In terms of the law, "every referendum will be common, equal, secret and free. The questions to be put to those entitled to vote shall be so framed that they can be answered with either yes or no".
This is what the people did last Saturday. By an absolute majority of 19,000, the people approved a resolution passed by parliament that Malta joins the EU on May 1 next year.
The way the people are asked to approve the proposal is regulated by law, not by a leader of a party, no matter how important the party is. This is democracy in practice.
A vote is not a mere scrap of paper, still less is it a mathematical exercise manipulated in a way that suits the party leader's political interests. The Labour leader is showing utmost disrespect to the will of the people, as freely expressed in a referendum.
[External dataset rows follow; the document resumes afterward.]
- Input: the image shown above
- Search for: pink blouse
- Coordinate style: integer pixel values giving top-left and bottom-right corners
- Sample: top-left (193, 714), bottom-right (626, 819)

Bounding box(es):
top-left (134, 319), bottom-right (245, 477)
In doing so, he and his party are also showing disrespect to the country's democratic credentials at a time when the eyes of the world are on the island. On April 12, we will be voting not only for the party of our choice but, also, to defend the people's will.
Dear Sinjura Olga, Vaclav Havel wrote some of his finest letters to his wife Olga from prison, when he was fighting for freedom and for the democratic rights of his people. I am writing to you through a free press in a free country. We do not want this freedom to be in any way eroded.
The Labour leader has no right to ignore the people's will, as expressed in a referendum that was "common, equal, secret and free". It is most ironic that Labour presented as a model for Malta "Svizzera fil-Mediterran" when Switzerland so often resorts to holding referenda to gauge the people's will.
Dear Sinjura Olga, please do accept my sincere apologies for writing at some length. But I felt the need to show my solidarity with you at a time when your inability to vote was so callously manipulated by a party leader for his own political ends.